Never one to turn down a challenge, the ever resourceful chef enlisted the help of a Japanese friend to initiate him into the intricacies of her homeland’s gastronomy – a cuisine virtually unknown in the UK in the early 1990s.

“This was very authentic food, what you’d cook at home,” he says. “It was very intimidating to begin with. I was making food I had never even tasted or heard of. You work with so many ingredients. The majority of Japanese food is all in the preparation, cooking it is easy. People think Japanese is sushi but it’s so much more than that.”

But mastering the subtle art Japanese cooking was only the tip of the iceberg.

“We had people come in to teach us the language, Japanese customs and culture,” he recalls. “You couldn’t sit older Japanese people at Table 4 because in their culture it was bad luck. You also couldn’t sit people with their back to the door. It’s a superstition,” shrugs the 57-year-old.

After a few years at the restaurant, and a stint teaching at college, he joined MSL, a catering firm for major sports tournaments as executive chef. One of his ‘regulars’ was the King of Spain, who proved an appreciative guest.

“He was a nice bloke,” smiles John. “Very down to earth, he knew your name. I’ve got a huge amount of respect for him.”

Calling time on the hectic high-flying life of a Formula One caterer, he settled in Highworth with his family in the late 90s, travelling back and forth to Sheffield where he helped a friend launch a restaurant at the local Holiday Inn. Finally in 2010, he set his sight on the moderately sedate life of a pub owner and took over The Globe. When a disastrous leak destroyed its kitchen two years ago, he opted to simply run it as pub and set up a new food concern elsewhere. In December 2014 he launched Puddleducks café on the High Street. The name was inspired by a jerky drive, on a drizzly day, spent dodging an obstacle course of potholes.

Spurred on by the success of the old-world coffee shop, which serves a range of breakfasts, homemade sandwiches, cakes and Sunday Roasts at the weekend, he set the wheels in motion for The Tunnels. After far more tribulations than he bargained for the restaurant welcomed customers at last on June 17.

A traditional tapas bar, it offers a range of Catalan and Castilian staples from the beloved tortilla to and albondigas to the less common higados de pollo y chorizo (chicken livers with chorizo).

“I wanted to serve the real thing,” he insists. “It has to be authentic. If you’re going to do tapas it has to be traditional.”

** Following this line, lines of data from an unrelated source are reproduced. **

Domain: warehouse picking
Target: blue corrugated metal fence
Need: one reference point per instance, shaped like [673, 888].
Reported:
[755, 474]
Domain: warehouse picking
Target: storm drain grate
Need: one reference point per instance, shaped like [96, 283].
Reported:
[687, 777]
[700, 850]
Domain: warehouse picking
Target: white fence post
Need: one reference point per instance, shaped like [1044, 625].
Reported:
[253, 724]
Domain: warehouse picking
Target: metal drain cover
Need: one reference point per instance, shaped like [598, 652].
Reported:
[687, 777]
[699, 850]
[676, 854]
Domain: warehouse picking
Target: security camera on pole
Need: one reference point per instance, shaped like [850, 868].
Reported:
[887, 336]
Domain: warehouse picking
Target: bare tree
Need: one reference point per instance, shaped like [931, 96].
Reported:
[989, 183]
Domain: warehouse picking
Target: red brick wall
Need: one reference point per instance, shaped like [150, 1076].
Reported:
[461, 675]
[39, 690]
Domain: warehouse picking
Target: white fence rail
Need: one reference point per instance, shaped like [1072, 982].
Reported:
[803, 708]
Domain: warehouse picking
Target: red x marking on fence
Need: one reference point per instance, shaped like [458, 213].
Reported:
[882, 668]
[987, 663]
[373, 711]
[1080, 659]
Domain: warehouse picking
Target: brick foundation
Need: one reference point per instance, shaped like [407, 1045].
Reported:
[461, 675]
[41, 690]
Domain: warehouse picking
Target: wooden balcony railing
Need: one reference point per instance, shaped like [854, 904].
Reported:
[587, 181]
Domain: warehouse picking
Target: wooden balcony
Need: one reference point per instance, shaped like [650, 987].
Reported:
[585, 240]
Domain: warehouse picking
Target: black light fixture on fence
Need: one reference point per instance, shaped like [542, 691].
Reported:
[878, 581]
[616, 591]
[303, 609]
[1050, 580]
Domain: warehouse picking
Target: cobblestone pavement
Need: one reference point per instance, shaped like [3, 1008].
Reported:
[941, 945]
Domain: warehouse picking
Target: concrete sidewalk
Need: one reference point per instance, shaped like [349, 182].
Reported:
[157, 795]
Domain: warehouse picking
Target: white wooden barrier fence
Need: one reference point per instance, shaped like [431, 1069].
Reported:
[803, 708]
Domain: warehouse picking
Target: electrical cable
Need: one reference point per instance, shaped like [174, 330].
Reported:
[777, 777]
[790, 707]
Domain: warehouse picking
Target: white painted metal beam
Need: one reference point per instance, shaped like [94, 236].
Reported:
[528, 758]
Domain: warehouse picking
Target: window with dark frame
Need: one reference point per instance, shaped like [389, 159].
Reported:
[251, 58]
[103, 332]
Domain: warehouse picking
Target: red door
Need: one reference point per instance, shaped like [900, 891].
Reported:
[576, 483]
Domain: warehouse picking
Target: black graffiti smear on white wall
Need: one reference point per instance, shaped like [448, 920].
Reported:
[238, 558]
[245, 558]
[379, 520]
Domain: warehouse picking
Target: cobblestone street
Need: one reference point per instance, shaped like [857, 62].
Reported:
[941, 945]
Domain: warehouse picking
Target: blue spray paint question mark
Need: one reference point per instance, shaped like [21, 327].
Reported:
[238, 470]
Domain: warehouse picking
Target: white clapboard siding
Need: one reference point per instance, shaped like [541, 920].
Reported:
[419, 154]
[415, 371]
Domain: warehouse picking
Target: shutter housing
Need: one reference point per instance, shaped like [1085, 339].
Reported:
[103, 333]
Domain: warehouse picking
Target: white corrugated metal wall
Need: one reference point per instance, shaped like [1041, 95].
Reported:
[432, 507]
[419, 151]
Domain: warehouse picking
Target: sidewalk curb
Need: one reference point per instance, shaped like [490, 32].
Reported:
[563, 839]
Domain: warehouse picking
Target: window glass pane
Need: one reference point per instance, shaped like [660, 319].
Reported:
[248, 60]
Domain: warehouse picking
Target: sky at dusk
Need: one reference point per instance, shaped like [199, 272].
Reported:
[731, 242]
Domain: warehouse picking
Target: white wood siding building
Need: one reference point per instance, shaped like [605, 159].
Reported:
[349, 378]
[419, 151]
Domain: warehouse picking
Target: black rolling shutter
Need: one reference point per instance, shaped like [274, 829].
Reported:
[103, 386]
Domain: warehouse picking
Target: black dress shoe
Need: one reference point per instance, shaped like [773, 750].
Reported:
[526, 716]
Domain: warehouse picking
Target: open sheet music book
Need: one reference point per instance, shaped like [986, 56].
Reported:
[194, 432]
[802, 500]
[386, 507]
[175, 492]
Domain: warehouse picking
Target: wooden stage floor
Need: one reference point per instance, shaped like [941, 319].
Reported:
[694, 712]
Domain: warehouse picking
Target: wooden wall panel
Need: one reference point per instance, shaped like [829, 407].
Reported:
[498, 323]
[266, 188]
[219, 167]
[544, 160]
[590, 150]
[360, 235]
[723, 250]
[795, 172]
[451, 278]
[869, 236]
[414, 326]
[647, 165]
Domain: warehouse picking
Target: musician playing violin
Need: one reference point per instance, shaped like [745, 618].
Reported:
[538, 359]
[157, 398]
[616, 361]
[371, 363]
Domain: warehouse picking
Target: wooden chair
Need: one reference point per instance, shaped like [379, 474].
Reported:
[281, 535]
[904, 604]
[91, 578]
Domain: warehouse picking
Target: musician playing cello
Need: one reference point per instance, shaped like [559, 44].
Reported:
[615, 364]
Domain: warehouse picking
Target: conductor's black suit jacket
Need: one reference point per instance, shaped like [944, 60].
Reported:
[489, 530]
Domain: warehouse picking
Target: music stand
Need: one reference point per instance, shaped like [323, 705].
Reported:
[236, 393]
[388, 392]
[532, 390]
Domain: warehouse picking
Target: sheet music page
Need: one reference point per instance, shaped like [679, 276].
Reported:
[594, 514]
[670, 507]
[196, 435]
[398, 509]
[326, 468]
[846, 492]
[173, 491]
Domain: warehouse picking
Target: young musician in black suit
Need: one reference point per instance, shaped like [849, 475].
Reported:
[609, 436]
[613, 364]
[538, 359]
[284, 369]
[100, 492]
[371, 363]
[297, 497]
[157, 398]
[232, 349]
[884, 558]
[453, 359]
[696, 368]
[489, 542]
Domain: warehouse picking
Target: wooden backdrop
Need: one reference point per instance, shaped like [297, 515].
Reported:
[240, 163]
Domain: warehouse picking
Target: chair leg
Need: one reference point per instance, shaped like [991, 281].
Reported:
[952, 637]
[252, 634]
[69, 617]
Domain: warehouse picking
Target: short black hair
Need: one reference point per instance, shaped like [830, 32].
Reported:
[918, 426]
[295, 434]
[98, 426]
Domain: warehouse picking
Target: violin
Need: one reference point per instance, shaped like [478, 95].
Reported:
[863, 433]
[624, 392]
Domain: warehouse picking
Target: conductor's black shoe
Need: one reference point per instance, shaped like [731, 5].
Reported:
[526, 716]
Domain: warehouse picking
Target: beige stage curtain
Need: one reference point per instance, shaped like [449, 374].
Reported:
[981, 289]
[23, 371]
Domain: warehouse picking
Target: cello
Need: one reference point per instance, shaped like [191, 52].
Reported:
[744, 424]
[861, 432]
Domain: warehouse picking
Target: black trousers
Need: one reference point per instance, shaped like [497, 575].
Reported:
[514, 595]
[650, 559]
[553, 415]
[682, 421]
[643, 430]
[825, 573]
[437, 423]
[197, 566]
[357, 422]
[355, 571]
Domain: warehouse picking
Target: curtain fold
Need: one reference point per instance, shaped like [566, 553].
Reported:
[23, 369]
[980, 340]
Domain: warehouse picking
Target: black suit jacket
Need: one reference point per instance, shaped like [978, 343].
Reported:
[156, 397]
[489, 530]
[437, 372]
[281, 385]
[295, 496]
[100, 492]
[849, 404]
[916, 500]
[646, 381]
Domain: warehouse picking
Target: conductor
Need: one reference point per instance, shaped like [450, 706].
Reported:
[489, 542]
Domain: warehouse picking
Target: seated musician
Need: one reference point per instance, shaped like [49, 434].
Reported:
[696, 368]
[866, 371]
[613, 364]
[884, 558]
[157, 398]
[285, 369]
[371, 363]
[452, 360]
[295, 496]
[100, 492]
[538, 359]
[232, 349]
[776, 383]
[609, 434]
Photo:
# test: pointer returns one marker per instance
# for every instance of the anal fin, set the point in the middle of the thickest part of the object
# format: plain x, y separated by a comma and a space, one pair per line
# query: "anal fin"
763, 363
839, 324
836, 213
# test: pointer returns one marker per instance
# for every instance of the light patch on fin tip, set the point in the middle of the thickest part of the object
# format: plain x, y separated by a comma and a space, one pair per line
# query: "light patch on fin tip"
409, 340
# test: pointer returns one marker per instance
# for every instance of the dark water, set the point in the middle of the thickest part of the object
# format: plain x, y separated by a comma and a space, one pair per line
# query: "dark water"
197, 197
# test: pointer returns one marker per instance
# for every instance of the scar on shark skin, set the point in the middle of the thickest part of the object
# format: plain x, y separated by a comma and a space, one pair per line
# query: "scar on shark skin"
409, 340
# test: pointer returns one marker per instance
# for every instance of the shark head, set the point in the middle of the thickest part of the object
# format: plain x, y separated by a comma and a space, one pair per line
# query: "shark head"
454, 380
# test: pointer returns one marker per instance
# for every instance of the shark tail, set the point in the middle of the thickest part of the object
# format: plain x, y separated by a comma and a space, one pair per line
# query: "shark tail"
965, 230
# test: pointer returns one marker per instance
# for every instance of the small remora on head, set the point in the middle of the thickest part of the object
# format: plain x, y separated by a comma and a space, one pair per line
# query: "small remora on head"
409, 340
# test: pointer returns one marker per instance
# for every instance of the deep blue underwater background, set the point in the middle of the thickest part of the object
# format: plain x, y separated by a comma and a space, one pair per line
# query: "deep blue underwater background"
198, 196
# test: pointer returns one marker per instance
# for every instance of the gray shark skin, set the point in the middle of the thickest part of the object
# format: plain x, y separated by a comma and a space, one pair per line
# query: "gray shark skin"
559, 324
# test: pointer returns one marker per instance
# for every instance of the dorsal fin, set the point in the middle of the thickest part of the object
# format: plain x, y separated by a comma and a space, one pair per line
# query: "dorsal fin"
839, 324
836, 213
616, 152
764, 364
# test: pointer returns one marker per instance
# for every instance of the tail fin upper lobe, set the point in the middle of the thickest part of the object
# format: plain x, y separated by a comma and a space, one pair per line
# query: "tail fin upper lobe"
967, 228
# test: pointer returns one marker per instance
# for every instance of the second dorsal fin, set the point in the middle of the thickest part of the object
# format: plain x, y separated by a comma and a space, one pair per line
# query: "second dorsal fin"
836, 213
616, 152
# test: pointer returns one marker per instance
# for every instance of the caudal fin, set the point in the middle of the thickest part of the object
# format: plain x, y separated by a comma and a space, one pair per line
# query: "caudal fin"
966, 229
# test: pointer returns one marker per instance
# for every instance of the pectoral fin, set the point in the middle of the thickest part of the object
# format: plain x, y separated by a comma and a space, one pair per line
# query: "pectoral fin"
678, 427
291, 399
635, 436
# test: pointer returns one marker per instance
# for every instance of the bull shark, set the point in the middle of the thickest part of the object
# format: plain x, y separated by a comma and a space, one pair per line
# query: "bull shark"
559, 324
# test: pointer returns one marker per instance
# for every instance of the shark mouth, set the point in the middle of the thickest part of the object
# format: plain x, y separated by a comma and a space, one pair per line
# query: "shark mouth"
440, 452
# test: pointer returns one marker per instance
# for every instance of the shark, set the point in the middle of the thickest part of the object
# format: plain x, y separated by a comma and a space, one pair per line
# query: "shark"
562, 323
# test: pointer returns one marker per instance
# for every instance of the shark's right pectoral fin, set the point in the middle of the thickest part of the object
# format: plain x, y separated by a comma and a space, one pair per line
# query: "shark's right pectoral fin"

Seepages and DIY niggles firmly behind him, he is now determined to make a success of Highworth’s only tapas restaurant.

“You can be as confident as you like about your choices, the ingredients, the décor, but the proof is in the eating and we’ve had great feedback,” he adds. “So we can breathe out now, to a degree. But when you start at the top where do you go? This keeps us on our toes.”